大逆転のハント。悲鳴の観客。グランプリの再現か?打たれ弱いといわれるバンナはなんとか立ち上がるがダメージが残る。石井館長も今までのバンナを見ての意見で「熱くなったらダメ!回復を待って!」と言うがバンナは前に出る。ハントも応戦してバンナは過去のKO負け試合の時のように3発ほど連続で受ける。完全なピンチと思われたがバンナはひるまず前に出て打ち込む。効いたパンチでハントが下がる。大歓声!

ふらつきながらパンチを出すバンナ、大振りで返すハント。一進一退、2ラウンドもあとわずか。両者ガードもままならずフラフラの中バンナが放った左ハイキックでハントが後方にダウン。なんとか立ち上がったところで2ラウンド終了。

「歴史に残るラウンドです!」

三宅アナウンサーの声が響いたインターバル、まもなく3ラウンドというところでハント陣営からタオルが飛ぶ。場内大歓声、手を上げるバンナ。

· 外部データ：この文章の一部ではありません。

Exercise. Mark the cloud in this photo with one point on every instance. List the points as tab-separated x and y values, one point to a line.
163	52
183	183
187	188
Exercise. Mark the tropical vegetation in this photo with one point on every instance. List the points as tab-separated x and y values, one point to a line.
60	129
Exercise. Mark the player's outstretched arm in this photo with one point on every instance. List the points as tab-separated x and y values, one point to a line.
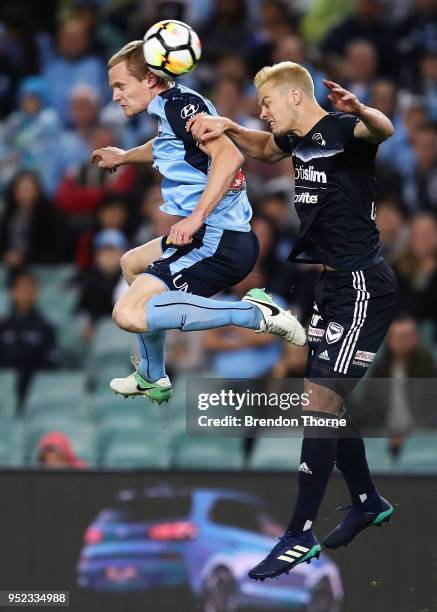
374	126
253	143
226	160
112	157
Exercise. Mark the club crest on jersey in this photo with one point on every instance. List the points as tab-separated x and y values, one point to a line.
239	181
319	139
334	332
188	110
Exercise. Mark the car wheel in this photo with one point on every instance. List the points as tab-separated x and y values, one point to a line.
219	591
323	598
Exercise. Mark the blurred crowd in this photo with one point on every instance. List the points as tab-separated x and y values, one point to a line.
57	208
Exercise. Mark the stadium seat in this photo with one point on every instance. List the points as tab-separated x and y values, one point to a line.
212	453
107	367
58	384
11	443
110	340
278	453
69	406
134	453
130	426
8	397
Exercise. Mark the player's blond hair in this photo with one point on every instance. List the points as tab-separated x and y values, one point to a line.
286	73
133	55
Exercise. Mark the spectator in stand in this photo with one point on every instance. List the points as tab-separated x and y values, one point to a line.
391	222
227	29
229	102
73	66
420	179
360	68
85	186
75	143
396	151
151	202
367	23
417	29
9	78
112	214
31	230
426	85
98	284
27	48
27	339
55	452
276	21
416	269
398	402
29	135
292	48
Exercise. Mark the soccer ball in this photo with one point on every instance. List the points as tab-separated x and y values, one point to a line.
171	48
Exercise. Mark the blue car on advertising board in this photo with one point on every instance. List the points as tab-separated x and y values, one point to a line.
205	540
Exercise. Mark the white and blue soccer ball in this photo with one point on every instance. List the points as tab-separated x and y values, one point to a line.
171	48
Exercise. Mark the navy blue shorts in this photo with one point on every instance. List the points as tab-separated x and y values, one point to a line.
215	260
351	316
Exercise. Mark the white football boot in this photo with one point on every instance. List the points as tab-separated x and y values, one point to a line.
276	320
134	384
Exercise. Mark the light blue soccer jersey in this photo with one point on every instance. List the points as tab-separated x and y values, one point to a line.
184	166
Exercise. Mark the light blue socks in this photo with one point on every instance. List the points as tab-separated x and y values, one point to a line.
152	351
187	312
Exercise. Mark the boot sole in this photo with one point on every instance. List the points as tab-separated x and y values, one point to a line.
314	553
383	517
133	395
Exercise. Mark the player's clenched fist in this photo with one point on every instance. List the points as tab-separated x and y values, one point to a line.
205	127
343	100
108	157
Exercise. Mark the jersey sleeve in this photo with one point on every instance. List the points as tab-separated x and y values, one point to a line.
347	125
180	110
283	142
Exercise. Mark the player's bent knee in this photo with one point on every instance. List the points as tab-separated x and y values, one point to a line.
123	317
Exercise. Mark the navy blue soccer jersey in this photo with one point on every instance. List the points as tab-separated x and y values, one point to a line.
334	194
184	166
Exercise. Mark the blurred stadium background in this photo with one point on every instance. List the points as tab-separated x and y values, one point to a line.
65	224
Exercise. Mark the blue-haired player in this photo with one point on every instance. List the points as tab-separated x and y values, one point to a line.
211	247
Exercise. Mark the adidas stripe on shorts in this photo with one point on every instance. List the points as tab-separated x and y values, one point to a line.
352	313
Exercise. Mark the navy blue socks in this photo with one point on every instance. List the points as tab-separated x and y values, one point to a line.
351	461
319	448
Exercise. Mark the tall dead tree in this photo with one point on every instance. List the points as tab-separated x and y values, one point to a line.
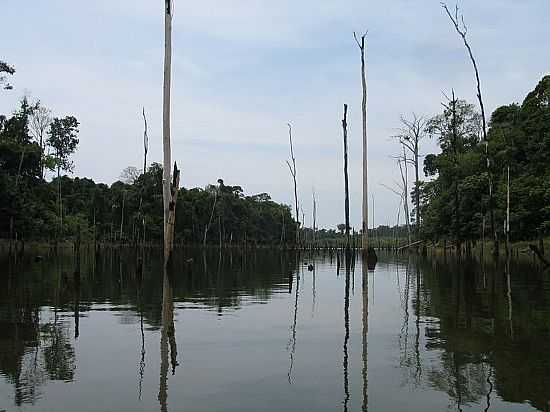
410	134
40	121
170	184
365	208
314	215
402	162
346	183
292	168
145	142
460	27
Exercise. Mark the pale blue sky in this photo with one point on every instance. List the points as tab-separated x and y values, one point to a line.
242	69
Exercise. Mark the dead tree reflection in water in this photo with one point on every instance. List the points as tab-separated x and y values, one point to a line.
292	343
404	332
509	295
346	337
140	306
418	371
167	342
365	330
313	291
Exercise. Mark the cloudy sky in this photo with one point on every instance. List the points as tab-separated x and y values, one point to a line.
242	69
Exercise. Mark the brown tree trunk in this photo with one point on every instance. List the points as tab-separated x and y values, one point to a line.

94年、95年、99年に「K-1リベンジ」というシリーズがあったが、このパリ大会はまさにそういう大会になったと思います。「リベンジ」ではグランプリで負けた相手ともう一度戦うシリーズ。アンディがパトリック・スミスに、フィリォがホーストに壮絶なKoでリベンジした大会。このバンナ vs ハントは「K-1 REVENGE 2002」といえる試合でした。

底が見えたと思われたバンナがもう一段階強くなって帰ってきたと感じました。